A Bergame, l’heure est encore à l’insouciance. « Le soir du 21 février, j’ai reçu un message d’un ami médecin à l’hôpital de Bergame, qui mentionnait un cas suspect, se souvient Alberto Ceseroli, le directeur de L’Eco di Bergamo, le principal quotidien local. Je suis revenu au journal. Nous avons titré sur le cas de Codogno et sous-titré sur la suspicion à Bergame. Le lendemain, on m’a accusé d’être alarmiste. Puis, en trente-six heures, des gens sont arrivés de partout aux urgences… »
L’hôpital Papa Giovanni XXIII de la cité lombarde médiévale va se retrouver au centre de l’attention, puis au cœur du drame. « Les premiers patients étaient tous des personnes âgées avec de la fièvre, de la toux et des problèmes respiratoires, témoigne Roberto Cosentini, le chef des urgences du Papa Giovanni XXIII. Mais, très vite, il y a eu beaucoup de monde, dont des jeunes. » « En quelques jours, renchérit Maria-Beatrice Stasi, la directrice de l’hôpital, ce fut un flot… »
Au palais Frizzoni, le maire de Bergame, Giorgio Gori (Parti démocrate, centre gauche), reconnaît volontiers son erreur d’analyse initiale. « Je n’ai compris que le 1er mars que l’épidémie était vraiment arrivée, lorsqu’un ami, médecin à l’hôpital, m’a envoyé un message disant : “Eh, on a un problème… Un vrai problème”, raconte-t-il. Lodi était déjà déclarée “zone rouge”, mais je partageais l’avis que nous pouvions affronter la maladie sans changer de mode de vie. C’était un sentiment erroné. Je me suis trompé. »

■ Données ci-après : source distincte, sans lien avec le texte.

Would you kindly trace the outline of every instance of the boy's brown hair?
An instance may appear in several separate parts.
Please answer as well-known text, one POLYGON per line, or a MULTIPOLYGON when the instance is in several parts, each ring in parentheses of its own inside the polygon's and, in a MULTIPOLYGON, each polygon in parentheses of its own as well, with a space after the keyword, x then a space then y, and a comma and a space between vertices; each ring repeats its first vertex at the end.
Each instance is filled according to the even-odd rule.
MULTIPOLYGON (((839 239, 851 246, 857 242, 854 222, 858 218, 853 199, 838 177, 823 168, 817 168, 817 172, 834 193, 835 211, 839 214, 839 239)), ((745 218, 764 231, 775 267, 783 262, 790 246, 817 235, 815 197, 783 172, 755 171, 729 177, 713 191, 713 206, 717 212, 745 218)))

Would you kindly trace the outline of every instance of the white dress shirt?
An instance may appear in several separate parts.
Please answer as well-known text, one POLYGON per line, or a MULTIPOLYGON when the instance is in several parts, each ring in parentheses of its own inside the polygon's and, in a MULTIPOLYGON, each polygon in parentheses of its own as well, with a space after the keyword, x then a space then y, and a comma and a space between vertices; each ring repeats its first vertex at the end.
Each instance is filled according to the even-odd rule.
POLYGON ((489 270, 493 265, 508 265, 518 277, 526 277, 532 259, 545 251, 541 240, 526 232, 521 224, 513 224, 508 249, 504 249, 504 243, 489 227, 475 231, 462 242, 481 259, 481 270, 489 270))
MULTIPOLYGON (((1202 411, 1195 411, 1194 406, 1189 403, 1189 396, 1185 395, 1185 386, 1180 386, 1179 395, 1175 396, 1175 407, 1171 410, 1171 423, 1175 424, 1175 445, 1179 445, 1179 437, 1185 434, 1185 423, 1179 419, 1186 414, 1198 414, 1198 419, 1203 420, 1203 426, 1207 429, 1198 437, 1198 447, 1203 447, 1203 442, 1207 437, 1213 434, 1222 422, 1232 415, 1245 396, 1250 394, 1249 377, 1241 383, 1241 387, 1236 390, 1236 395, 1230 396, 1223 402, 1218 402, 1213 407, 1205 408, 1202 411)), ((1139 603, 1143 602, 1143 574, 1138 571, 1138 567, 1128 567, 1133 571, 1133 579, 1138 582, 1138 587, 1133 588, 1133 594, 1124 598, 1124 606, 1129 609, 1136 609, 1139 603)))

Un clip vidéo de trente-huit secondes, diffusé le 27 février sur les réseaux sociaux par une association de restaurateurs et relayé par le maire de Milan, Giuseppe Sala (Parti démocrate), illustre cet état d’esprit. On y voit une ville survoltée, des sourires en terrasse, des embrassades, et un slogan : « Milano non si ferma » (« Milan ne s’arrête pas »). Et les reports et annulations de grands événements comme le Salon du meuble, date-clé de l’année milanaise, se multiplient. Les décideurs redoutent que la locomotive économique du pays s’arrête, plongeant l’Italie, déjà fragile, en récession. Le maire de Milan n’a fait qu’épouser une opinion dominante dans une Lombardie où l’éthique du travail a quelque chose d’identitaire.

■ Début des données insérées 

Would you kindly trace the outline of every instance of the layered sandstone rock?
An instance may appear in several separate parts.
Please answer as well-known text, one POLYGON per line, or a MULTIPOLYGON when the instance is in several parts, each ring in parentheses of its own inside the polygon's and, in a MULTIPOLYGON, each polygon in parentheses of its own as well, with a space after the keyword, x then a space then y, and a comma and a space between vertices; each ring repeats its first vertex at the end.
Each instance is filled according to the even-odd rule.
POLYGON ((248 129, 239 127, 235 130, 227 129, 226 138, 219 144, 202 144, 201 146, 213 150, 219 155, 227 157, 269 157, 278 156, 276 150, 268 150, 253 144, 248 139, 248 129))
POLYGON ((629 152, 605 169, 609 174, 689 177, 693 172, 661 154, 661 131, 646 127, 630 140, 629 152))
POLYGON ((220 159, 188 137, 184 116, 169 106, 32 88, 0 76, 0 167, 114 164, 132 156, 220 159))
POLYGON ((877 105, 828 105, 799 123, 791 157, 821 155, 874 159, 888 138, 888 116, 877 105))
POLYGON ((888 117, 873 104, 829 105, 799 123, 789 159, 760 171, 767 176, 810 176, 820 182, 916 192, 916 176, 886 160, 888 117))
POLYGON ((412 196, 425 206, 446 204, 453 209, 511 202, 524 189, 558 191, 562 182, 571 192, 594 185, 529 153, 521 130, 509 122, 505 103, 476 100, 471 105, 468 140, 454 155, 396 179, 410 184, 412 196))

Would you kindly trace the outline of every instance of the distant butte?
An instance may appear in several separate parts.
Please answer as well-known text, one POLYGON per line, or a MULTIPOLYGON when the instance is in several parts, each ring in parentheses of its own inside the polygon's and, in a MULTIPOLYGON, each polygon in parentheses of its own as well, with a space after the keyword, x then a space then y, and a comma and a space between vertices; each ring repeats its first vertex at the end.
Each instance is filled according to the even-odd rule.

Parmi les groupes d’influence qui font pression sur les politiques pour que la région continue à travailler figure la Confindustria, l’association patronale italienne, qui mène une campagne « #Yeswework » (« Oui nous travaillons ») sur les réseaux sociaux. Les syndicats se sont indignés de cette détermination à garder coûte que coûte les usines ouvertes. Aujourd’hui, Marco Bonometti, le président de Confindustria pour la Lombardie, dément : « C’était la protection des vies humaines ou la survie de l’industrie. Or nous avons décidé que la santé passait avant les intérêts économiques. Nous avons rédigé les protocoles de protection qui ont ensuite été adoptés dans toute l’Italie. Seules les entreprises respectant ces mesures sont restées ouvertes ; les autres ont dû fermer. » C’est exact, mais cette décision, comme tant d’autres, fut tardive.
Les premiers jours de la crise sont ainsi marqués par une cacophonie qui empêche la prise de conscience de l’étendue de la catastrophe. Le gouverneur de Lombardie, Attilio Fontana (Ligue), fidèle entre les fidèles de Matteo Salvini, dont il épouse le point de vue même quand celui-ci change radicalement en vingt-quatre heures, semble naviguer à vue. Le 21 février, le chef de la Ligue réclame du gouvernement qu’il « ferme tout », puis assure le 27 février que « le pays s’écroule » et qu’il faut de toute urgence « retourner à la normalité ». Ce qui ne l’empêche pas, dix jours plus tard, d’estimer que le confinement de l’Italie ne suffit pas et d’exiger que « toute l’Europe devienne “zone rouge” ».
Les soutiens du parti d’extrême droite diffusent par ailleurs de nombreuses fausses nouvelles, influencées par des idées proches de la « théorie du complot ». Sans ligne claire, le gouverneur Fontana se permettra même de donner un avis scientifique en déclarant que « ce n’est pas pire que la grippe. Il n’y a aucun danger ».
Le maire milanais, Giuseppe Sala, reconnaît aujourd’hui, à l’instar de Giorgio Gori à Bergame, qu’« il y a eu un malentendu sur la situation sanitaire ». « Avec les informations dont nous disposions, nous avons d’abord tenté de rester ouverts, admet-il, avant d’aller vers le confinement. »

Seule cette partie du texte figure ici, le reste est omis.